When we were together, she would do anything for me. When I wanted to do something fun, she was always up for it. When I was sad, she was always available to talk. When I was in the mood for intimacy, she would never turn me down. I honestly cannot remember her ever saying 'no' to me. She was my best and only friend.

I got so used to her that it's taking a long time to get used to other women. Other women won't jump at the chance to watch my favorite movie with me. Other women won't always pick up the phone at 4:30 AM when I'm really sad. Other women won't always want to return my romantic advances.

I've been reading a lot of threads and resources since signing up here. I know it was all hollow, a symptom of her personality disorder instead of actual real devotion to me. But it sure felt nice.

Hi Fox,

Welcome

I can understand how good it feels being put on a pedestal. I can relate. Oh boy did that feel nice  

I'm reading through your post and I don't hear devaluation from your ex partner?

Were there periods where she devalued you?

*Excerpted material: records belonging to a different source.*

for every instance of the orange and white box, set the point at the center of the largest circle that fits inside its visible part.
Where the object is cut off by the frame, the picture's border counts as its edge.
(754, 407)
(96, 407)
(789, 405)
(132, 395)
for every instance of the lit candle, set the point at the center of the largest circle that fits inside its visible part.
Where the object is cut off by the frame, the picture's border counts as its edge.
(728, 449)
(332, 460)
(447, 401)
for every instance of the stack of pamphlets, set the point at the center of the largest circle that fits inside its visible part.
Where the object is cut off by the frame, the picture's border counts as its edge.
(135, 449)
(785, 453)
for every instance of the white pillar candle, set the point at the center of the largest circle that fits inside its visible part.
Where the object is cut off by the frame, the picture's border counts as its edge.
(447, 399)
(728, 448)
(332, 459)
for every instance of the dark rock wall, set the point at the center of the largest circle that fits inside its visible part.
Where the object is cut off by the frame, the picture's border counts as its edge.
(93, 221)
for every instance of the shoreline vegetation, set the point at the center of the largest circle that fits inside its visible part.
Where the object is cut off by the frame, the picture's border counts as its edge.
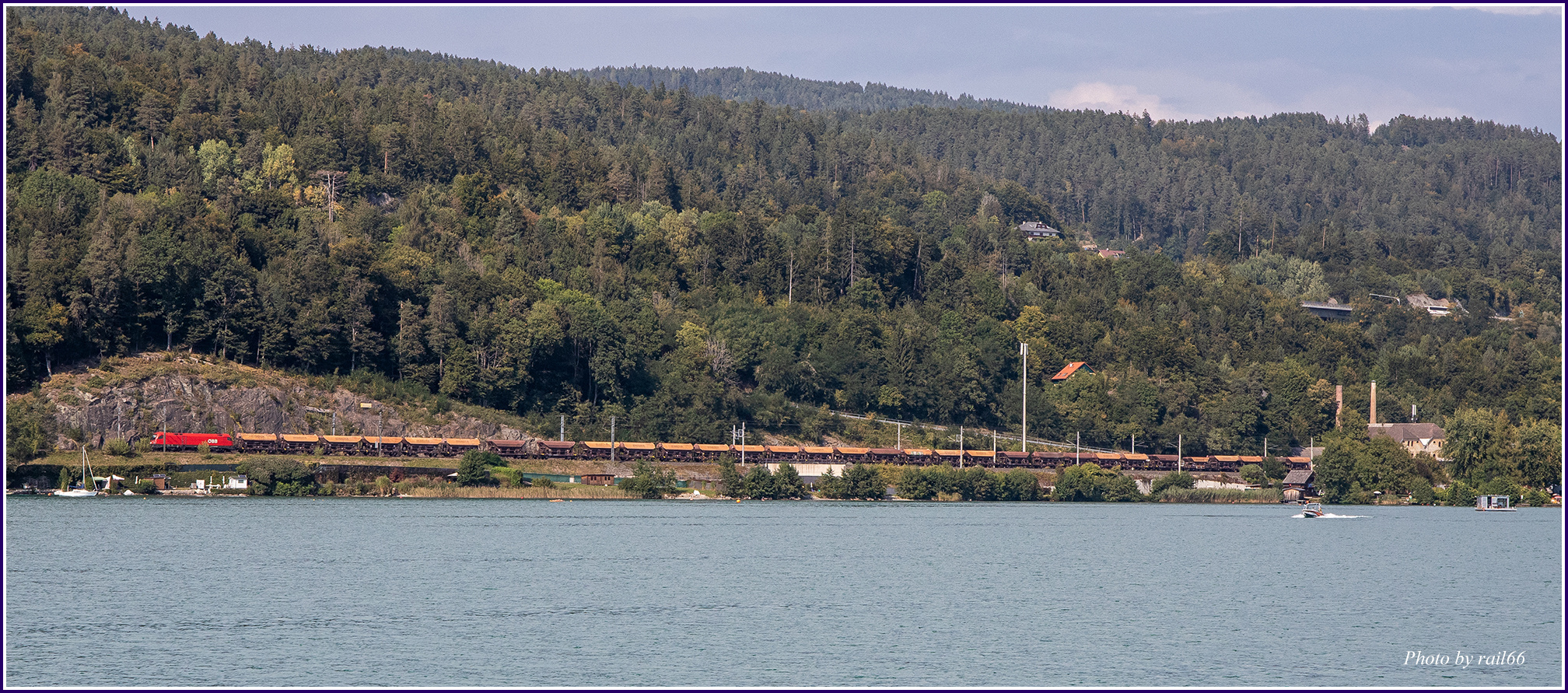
(486, 475)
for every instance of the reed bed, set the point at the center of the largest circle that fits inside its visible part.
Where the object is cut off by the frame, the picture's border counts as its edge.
(1220, 496)
(518, 492)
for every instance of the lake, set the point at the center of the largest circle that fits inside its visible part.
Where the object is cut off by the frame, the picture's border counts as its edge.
(151, 591)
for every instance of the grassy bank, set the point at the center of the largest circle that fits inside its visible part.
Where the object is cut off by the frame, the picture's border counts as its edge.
(1220, 496)
(560, 491)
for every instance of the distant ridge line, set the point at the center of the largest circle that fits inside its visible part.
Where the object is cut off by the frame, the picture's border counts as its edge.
(794, 91)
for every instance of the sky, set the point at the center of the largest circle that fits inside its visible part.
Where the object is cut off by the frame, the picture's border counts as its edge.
(1495, 63)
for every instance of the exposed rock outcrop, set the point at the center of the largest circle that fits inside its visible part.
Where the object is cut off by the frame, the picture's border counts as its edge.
(134, 397)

Realistic Expectations: A person with BPD is emotionally underdeveloped and does not have "adult" emotional skills - especially in times of stress.  If you are in this type of relationship it is important to have realistic expectations for what the relationship can be in terms of consistent respect, trust and support, honesty and accountability, and in terms of negotiation and fairness, or expectations of non-threatening behavior.  It is important to accept the relationship behavior for what it is - not hope the person will permanently return to the idealization phase, not accept the external excuses for the bad behavior, and not hope that changing your behavior to heal someone else.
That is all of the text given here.